Callum Macrae, the British director of “No Fire Zone: The killing fields of Sri Lanka,” said the film will also be available free in Malaysia, Nepal and Sri Lanka — the other countries where its general screening has been banned.
The 93-minute film is a collection of footage recorded in Sri Lanka’s northeast by doctors, civilians, rebels and soldiers as the government allegedly bombarded areas teeming with refugees trying to flee the fighting.
The documentary has been contested by the Sri Lankan government as propaganda to discredit Colombo in the eyes of the international community.
In a statement, the producers of the film said the Indian censor board had banned its release on the grounds it “may strain friendly relations with Sri Lanka.”
Macrae said India’s reluctance to release the film hurt him the most, given the country’s deep-rooted tradition of democracy and free speech.
“I find it very disturbing that a country whose independent history is rooted in the struggle for democratic rights and free speech should have taken what is, in effect, an act of overt political censorship,” he was quoted as saying in the statement.

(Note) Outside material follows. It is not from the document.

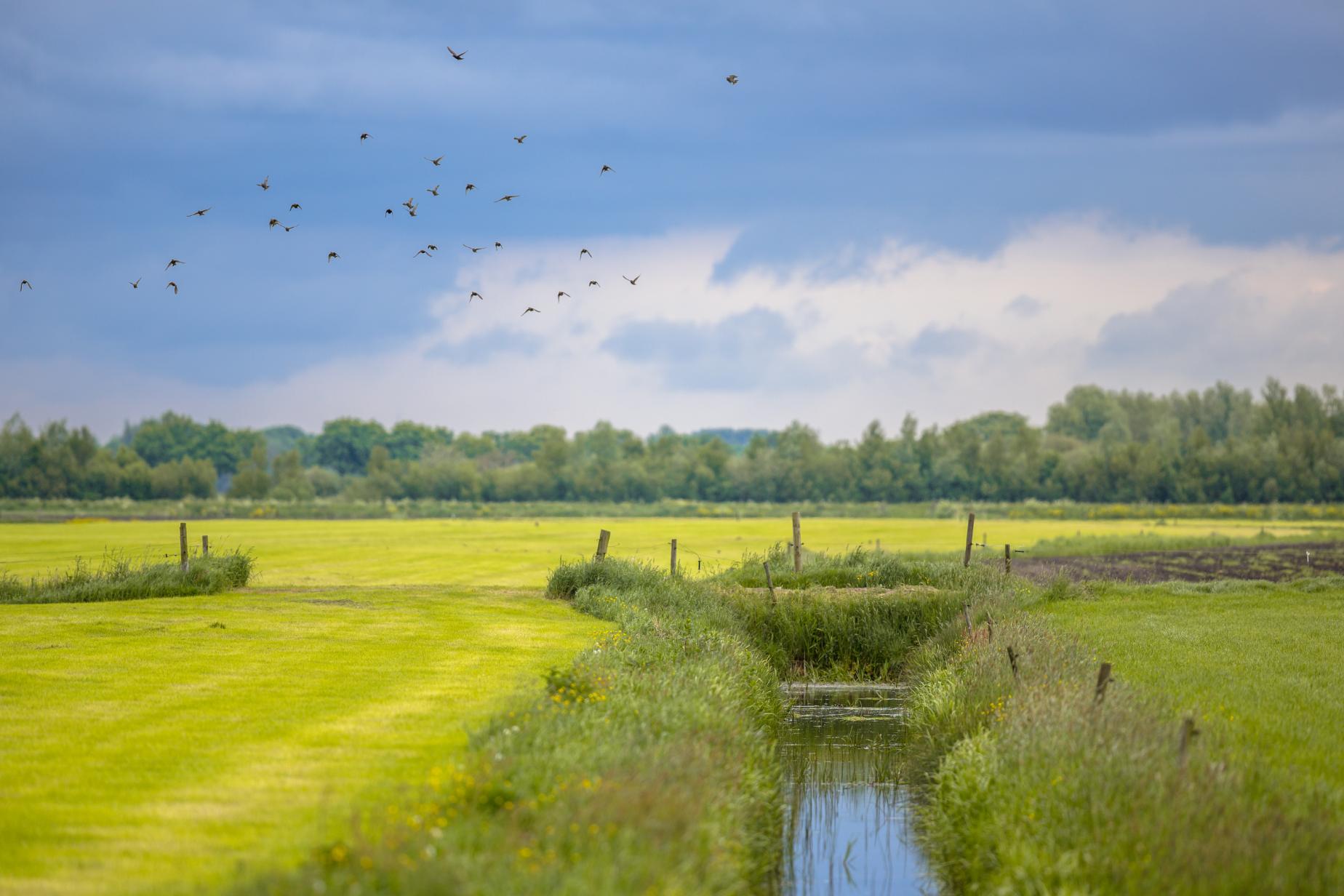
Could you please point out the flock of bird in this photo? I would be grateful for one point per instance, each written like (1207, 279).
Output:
(412, 207)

In protest against the ban, the documentary was screened Sunday in the southern Indian city of Chennai by a student’s group.
Chennai is the capital of Tamil Nadu state where millions of ethnic Tamils share close cultural and religious ties with their counterparts in Sri Lanka.
The ruling Congress party is seen as being soft on Sri Lanka because it does not want to alienate potential Tamil supporters with elections due by May 2014.
Officials of India’s Central Board of Film Certification were not immediately available for comment.
The ban on the film comes after the Indian government last year refused to grant a visa to Macrae to attend the premiere of the documentary which was screened in private in New Delhi and Mumbai.
Rights groups say up to 40,000 civilians were killed by security forces in the final months of a no-holds-barred offensive in 2009 that ended Sri Lanka’s decades-long fight against Tamil separatists.
Sri Lanka denies causing civilian deaths and President Mahindra Rajapakse sees himself as having brought peace to the Indian Ocean island.
Macrae said he hoped the film’s release online will spur a debate ahead of the UN Human Rights Council in Geneva starting March 3.
The council will hear calls for the setting up of an international commission of enquiry into alleged crimes committed in the last stages of the war in Sri Lanka.
“As national delegations prepare to meet in Geneva... we hope making the film available in India, Malaysia, Nepal and Sri Lanka will stimulate debate on these vital issues,” Macrae said.